= Frank Loveitt =

English cricketer

Frank Russell Loveitt (24 April 1871 – 1 September 1939) was an English cricketer who played first-class cricket in 25 matches for Warwickshire between 1898 and 1905. He was born at Easenhall, near Rugby, Warwickshire and died in Coventry.

Loveitt was an amateur right-handed batsman, often used as an opener. He played in a couple of matches in the 1898 season without achieving much, but then disappeared from first-class cricket to fight in the Boer War. He returned to the Warwickshire side in the middle of 1903 and retained his place for the rest of the season. Against Gloucestershire at Edgbaston, he scored 110 in three-and-a-half hours, his only century. That, with three other half-centuries and several not out innings, meant that he finished top of the Warwickshire averages for the season. Wisden Cricketers' Almanack reported that "he did more than enough to justify his selection, and high hopes may be entertained of his future". It added, however: "Scarcely an attractive batsman, owing to lack of wrist work, he watched the ball with untiring care, and was generally a most difficult man to get out."

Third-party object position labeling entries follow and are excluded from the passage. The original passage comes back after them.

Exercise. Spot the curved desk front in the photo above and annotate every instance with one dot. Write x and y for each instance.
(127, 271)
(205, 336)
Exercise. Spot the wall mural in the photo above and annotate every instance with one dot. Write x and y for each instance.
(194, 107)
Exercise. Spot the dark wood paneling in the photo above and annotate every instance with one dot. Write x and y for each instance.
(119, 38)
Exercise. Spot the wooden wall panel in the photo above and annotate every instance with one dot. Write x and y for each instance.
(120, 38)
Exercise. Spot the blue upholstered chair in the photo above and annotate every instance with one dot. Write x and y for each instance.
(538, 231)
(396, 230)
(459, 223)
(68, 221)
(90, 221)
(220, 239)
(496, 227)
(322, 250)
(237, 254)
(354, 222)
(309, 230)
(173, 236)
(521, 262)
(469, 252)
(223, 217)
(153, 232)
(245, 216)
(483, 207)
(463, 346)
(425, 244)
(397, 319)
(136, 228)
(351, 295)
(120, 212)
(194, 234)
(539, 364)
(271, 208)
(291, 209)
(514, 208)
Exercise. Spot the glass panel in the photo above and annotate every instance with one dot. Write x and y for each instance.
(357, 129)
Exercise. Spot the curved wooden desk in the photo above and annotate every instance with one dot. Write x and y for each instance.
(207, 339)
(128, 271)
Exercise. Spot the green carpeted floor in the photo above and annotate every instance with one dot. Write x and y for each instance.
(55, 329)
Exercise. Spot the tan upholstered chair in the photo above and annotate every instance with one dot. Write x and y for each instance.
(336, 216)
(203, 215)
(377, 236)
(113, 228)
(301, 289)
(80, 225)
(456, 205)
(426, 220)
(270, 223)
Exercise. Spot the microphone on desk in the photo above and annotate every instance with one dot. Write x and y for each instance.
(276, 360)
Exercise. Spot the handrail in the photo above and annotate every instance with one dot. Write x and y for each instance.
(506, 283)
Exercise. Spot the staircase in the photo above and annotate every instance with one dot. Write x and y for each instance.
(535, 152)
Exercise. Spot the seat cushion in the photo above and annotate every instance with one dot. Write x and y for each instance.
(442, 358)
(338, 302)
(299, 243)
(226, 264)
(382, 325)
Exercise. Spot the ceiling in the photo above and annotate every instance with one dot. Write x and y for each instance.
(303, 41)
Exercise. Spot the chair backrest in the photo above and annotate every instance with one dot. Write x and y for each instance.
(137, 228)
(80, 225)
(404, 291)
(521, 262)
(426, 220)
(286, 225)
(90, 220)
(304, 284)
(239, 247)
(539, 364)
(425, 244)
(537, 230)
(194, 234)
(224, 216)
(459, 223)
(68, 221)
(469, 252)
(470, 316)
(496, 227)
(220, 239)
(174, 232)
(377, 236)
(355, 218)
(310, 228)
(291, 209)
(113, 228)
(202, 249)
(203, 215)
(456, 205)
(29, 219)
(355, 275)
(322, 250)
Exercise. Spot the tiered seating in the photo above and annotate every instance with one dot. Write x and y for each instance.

The 1903 proved to be the peak of Loveitt's cricket career; in 1904, he managed only three matches, and though he returned for 11 games in 1905, he passed 50 only once and scored only 292 runs, and his average of 19.46 was modest. He did not play any further first-class cricket after this season.

Within Coventry, Loveitt was also well known as a rugby union player and was captain of the Coventry Rugby Football Club, also appearing for Blackheath Football Club for two seasons; his local newspaper obituary states that he "was generally considered unfortunate not to be capped for England". By profession he was a stockbroker.